In the lead up to the exhibition ‘Africans in America’ at the Goodman Gallery, Johannesburg, ART AFRICA caught up with participating Chilean artist Alfredo Jaar. In this interview, Jaar talks about his architectural background, his introduction to Media, and the tragic consequences of global indifference.

AA Newsletter 2016 Dec15 AlfredoJaar1Alfredo Jaar, The Geometry of Conscience, 2010. Santiago de Chile, The Museum of Memory and Human Rights. Photo: Cristobal Palma. Image courtesy the artist, New York.

ART AFRICA: When did you first become conscious of the image and its role in understanding or communicating the world around us?

Alfredo Jaar: My father was a great reader of news and for him, to read the paper was a very important ritual. He couldn’t leave the house without reading the paper. I remember I was very very young, seeing my father reading the paper every day, and that created a model for my brothers, my sisters and I. It was a very important aspect of our lives. I learned how to look at images and text through reading the newspapers with my father, and from then on I just kept going and I discovered the importance of images – how they communicate, how they inform us, how they teach us, how they convey meaning… I also discovered later that images are not innocent and that’s when I started working on what I call the politics of images.

Was that when you moved to the States, in 1982, when you saw the images of the Chilean military coup and realised that there was a lot of backstory going on that you weren’t aware of living in Chile, due to the censorship?

Yes, that was an important moment. I had started earlier in Chile but in a very modest way, with very modest means, so the interest was there but it was in ’82 and after that I developed a body of work that really responded to this kind of idea.

You’ve repeated the importance of research on numerous occasions – that you cannot act in the world without understanding it first. Why is this process so important to you, and at what point in your research do you begin to feel like you understand?

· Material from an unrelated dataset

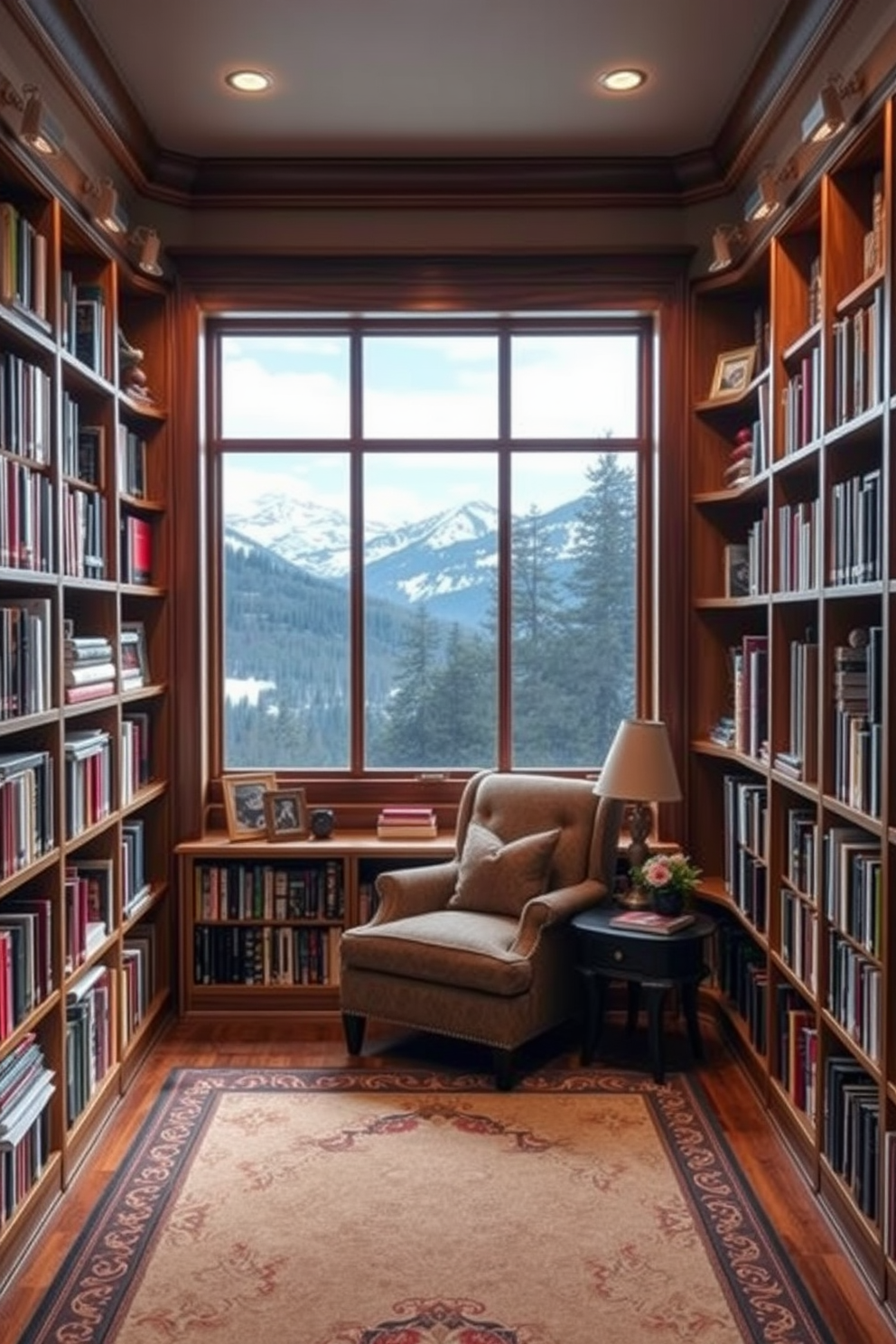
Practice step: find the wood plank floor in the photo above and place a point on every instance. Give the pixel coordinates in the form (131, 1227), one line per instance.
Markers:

This methodology is really coming from architecture. I never studied art; I am an architect who makes art. In architecture it is fundamental to understand the context, to understand the site. When you are commissioned to design a home, or a building with a specific function, the first thing you do is ask yourself, “Where is the sun coming from? Where is the wind coming from?” These are very basic questions that you need to understand before actually starting your work as a designer, so it was very natural for me and very spontaneous that I applied this logic to the art world. It is really a way of making architecture.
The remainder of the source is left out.